Clunky method to create glossaries

Note

A newer tool called poterminology is now part of the Translate Toolkit and should work better for all users. This page is only left for reference.

This old method is for Windows users, but the principles can be applied in Linux as well. It is for creating a subject specific glossary in a specific software translation project. The idea is to get a list of commonly used jargon from the project that can be translated beforehand.

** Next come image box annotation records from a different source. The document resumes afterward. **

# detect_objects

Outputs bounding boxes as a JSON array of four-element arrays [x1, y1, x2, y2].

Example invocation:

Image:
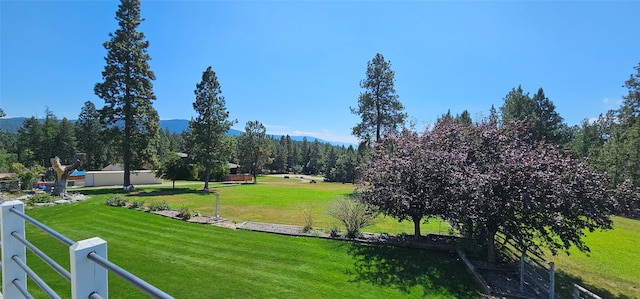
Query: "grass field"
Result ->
[[551, 217, 640, 299], [3, 177, 640, 299], [17, 194, 478, 298], [116, 176, 456, 235]]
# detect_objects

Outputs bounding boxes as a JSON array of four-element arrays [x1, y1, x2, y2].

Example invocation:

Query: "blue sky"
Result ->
[[0, 0, 640, 142]]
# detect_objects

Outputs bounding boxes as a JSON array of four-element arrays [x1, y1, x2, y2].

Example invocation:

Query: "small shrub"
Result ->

1. Extract the source text

Take the PO file and do po2csv on it:

po2csv file.po file.csv

Open the CSV file in Excel or Calc.

Copy the “original” (or “source”) column into a text editor, like Babelpad, and save the file as text.txt.

2. Extract commonly occurring words

Use ExtPhr32 to extract the most used terms from it:

  • Do not select a stoplist (click “Cancel” when asked)
  • Go Options ‣ Minimum occurrences, and select “1”
  • Go Options ‣ Maximum words in phrase, and select “1”
  • Go File -> Extract from, and select the file with source text
  • In ExtPhr, change the “Minimum occurrences” higher and higher until you have about 200 terms (or, about 5 occurrences should do it).
  • Save the result as 5ormore.txt.

3. Create general common words list

Create a file containing the 3000 most used words in English. I used Ogden’s 850 words, plus the 3000 words, adjectives, adverbs and pronouns from here, but you could use Kevin’s lists as well (actually, that would be better because then you could legally distribute it).

4. Remove general words from extracted common words list

Use Kastrul to spellcheck the “5ormore.txt”:

  • Go File ‣ Open dictionary, and select your 3000 most common words.
  • Go File ‣ Check file, and select 5ormore.txt
  • Copy the result, and save it as glossary.txt.

That is your glossary. Remember to change it all to lowercase, and to ensure that dud words are removed.